Rückt dagegen die Höhe des Bürger- oder Basisgehaltes in die Nähe des mittleren Einkommens, so bedeutet dies eine allgemeine Umverteilung der verfügbaren Mittel und wirft völlig neue Fragen nach der Verteilung der notwendigen Arbeit auf. Dies ist der Grund, weshalb einige Autoren das Bürger- oder Sozialeinkommen an eine Arbeitspflicht binden, wie etwa der schon erwähnte Popper-Lynkeus mit seiner allgemeinen Nährpflicht, oder, in neuerer Zeit, Gunnaw Adler-Karlsson, der ebenfalls die Vorstellung eines staatlich organisierten Sektors für die Abdeckung der Grundbedürfnisse (Lebensarbeitspflicht zirka 10 bis 16 Jahre) gegen das lebenslängliche Recht auf Einkommen hatte. Daneben würde es einen freien Sektor geben, der, nach marktwirtschaftlichen Gesetzen, alles übrige bereitstellen könnte. Ob eine solche Zweiteilung der Wirtschaft in einen staatlich kontrollierten Grundbedarfssektor und einen freien Sektei sinnvoll oder überhaupt durchhaltbar ist, braucht hier nicht diskutiert zu werden; notwendig für die Garantie eines Grundeinkommens ist sie sicherlich nicht.

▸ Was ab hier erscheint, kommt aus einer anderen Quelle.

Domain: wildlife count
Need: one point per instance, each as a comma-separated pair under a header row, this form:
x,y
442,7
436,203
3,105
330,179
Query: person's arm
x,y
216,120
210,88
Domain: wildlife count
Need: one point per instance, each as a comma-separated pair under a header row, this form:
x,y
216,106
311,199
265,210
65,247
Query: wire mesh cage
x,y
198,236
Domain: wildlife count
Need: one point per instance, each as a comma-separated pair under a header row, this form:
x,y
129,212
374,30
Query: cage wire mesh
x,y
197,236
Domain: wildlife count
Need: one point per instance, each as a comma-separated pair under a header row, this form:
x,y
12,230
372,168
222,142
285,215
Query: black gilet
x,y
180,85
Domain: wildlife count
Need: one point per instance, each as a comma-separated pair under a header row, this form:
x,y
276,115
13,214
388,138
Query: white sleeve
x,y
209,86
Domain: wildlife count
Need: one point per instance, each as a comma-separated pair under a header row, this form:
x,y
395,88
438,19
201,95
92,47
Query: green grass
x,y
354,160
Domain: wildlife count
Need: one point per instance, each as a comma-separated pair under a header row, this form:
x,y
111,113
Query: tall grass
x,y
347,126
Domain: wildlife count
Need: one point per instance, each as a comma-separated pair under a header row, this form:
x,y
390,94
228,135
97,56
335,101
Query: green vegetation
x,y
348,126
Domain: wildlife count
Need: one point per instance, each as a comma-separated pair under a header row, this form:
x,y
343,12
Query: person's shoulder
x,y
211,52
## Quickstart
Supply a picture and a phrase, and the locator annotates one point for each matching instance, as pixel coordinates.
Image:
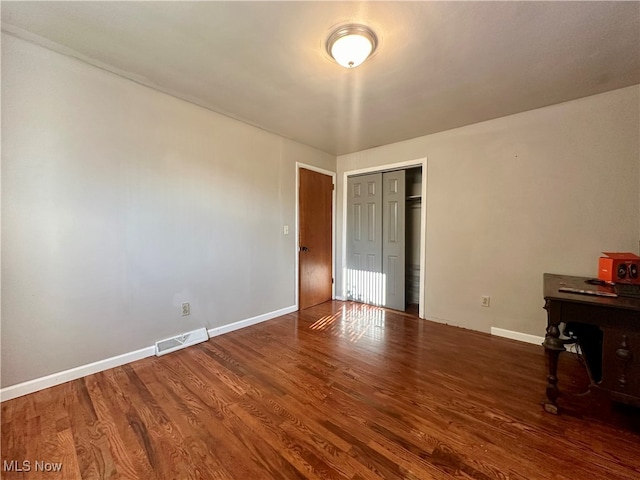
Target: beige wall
(512, 198)
(119, 203)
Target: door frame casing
(331, 174)
(419, 162)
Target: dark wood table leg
(553, 345)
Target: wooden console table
(607, 330)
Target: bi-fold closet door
(376, 239)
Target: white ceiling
(439, 65)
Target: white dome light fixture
(350, 45)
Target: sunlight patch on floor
(353, 322)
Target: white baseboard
(41, 383)
(522, 337)
(214, 332)
(54, 379)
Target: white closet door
(364, 239)
(393, 238)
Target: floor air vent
(181, 341)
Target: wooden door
(315, 242)
(364, 239)
(393, 238)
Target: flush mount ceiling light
(351, 45)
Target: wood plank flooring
(338, 391)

Das Konzept eines allen Bürgern zustehenden, existenzsichernden Grundeinkommens gewinnt dann seine volle Tragweite, wenn es in der Perspektive längerfristiger Entwicklungen wie zunehmender Automation und abnehmendem menschlichem Arbeitseinsatz diskutiert wird. Geht es hingegen um die Rationalisierung sozialstaatlicher Einrichtungen, womöglich mit dem Ziel von Einsparungen, tritt die Grundform der negativen Einkommensteuer in den Vordergrund.